The BIA did not abuse its discretion in denying Huang’s motion to reopen as untimely because the motion was filed over six years after the BIA’s final order, see 8 C.F.R. § 1003.2(c)(2), and Huang failed to present sufficient evidence of changed circumstances in China to qualify for the regulatory exception to the time limit for filing motions to reopen, see 8 C.F.R. § 1003.2(c)(3)(ii); Malty v.
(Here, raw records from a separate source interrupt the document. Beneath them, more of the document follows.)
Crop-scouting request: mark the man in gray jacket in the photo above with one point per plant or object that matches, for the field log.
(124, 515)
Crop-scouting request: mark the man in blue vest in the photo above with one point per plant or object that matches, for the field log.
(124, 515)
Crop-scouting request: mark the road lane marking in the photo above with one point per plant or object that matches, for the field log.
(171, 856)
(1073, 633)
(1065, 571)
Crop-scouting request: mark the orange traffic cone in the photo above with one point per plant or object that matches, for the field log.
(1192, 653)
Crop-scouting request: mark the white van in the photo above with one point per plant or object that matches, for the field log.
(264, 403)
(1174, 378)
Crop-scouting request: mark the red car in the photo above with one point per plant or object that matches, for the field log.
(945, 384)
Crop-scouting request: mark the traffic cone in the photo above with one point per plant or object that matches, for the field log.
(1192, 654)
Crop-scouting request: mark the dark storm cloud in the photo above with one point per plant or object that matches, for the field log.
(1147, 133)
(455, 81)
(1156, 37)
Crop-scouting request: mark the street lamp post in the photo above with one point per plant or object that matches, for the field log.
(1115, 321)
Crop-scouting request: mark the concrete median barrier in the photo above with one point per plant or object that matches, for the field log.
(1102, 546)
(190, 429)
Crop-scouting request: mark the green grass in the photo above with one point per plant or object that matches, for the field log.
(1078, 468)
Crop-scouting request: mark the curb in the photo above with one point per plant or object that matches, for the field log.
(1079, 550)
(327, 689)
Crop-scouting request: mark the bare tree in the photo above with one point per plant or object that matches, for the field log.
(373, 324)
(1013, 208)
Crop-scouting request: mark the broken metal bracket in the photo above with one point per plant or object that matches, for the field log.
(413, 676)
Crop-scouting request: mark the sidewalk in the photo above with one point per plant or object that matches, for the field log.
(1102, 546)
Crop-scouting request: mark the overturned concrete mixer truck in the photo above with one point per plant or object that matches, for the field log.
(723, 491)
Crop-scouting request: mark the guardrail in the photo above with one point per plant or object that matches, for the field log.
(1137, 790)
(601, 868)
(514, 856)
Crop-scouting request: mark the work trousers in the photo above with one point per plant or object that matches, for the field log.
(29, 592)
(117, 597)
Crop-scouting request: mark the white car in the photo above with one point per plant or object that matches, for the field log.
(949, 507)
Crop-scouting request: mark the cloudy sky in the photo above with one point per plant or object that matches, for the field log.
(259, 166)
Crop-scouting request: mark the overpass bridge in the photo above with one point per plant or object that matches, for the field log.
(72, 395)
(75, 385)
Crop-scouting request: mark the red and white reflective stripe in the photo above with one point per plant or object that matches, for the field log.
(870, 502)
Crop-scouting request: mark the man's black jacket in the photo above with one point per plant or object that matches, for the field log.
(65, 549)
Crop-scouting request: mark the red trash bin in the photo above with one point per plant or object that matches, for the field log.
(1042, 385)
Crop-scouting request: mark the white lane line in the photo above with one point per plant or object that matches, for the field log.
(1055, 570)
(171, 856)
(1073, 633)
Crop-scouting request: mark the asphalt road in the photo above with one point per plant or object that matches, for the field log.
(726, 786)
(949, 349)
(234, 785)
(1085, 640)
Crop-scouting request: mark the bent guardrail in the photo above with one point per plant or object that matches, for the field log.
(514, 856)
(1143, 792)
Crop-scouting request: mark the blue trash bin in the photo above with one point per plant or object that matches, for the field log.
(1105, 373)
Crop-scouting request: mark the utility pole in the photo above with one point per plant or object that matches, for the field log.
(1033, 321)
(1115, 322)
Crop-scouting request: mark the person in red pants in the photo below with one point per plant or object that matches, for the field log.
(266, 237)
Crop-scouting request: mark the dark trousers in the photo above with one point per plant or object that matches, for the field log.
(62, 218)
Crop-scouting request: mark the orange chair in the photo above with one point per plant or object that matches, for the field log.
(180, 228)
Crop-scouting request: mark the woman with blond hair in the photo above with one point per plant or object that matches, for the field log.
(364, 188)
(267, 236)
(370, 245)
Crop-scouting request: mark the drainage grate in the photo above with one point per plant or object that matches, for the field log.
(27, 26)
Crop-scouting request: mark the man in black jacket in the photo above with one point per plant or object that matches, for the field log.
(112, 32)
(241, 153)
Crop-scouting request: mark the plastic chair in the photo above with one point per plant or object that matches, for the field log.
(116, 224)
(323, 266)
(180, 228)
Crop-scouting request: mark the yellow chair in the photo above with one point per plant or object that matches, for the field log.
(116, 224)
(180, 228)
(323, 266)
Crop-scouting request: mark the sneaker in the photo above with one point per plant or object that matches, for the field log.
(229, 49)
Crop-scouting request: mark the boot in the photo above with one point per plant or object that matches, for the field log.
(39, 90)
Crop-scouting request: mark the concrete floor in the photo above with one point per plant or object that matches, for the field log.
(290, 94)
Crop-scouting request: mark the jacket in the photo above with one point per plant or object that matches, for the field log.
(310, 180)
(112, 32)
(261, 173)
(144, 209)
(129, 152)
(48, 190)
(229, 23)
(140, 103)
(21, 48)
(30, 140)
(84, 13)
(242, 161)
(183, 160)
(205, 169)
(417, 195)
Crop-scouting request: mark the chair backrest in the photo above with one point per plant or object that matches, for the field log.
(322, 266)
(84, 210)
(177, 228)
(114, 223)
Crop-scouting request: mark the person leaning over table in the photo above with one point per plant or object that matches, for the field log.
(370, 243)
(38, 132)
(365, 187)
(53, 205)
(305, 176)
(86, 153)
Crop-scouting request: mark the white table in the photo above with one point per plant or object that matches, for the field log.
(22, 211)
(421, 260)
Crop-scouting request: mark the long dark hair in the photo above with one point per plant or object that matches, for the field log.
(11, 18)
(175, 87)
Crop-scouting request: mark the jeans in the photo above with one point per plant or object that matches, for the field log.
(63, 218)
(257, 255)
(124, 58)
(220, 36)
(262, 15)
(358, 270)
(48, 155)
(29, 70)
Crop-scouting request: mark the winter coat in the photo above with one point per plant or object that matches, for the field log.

Ashcroft, 381 F.3d 942, 945 (9th Cir.2004) (“The critical question is ... whether circumstances have changed sufficiently that a petitioner who previously did not have a legitimate claim for asylum now has a well-founded fear of future persecution.”).
We reject Huang’s contention that the BIA misapplied Chen v. Mukasey, 524 F.3d 1028 (9th Cir.2008). See Chen, 524 F.3d at 1030-32 (a petitioner subject to a final order of removal must file a successive and untimely asylum application with the BIA subject to 8 U.S.C. § 1229a(c)(7), which does not include an exception to the time and number limits based on a change in personal circumstances). Huang’s contention that the BIA required her to show a “particular change” in country conditions is also unsupported by the record.
Finally, we do not reach Huang’s contention that she is prima facie eligible for relief because the BIA did not deny her motion on this basis. See Najmabadi, 597 F.3d at 986.
PETITION FOR REVIEW DENIED.
This disposition is not appropriate for publication and is not precedent except as provided by 9th Cir. R. 36-3.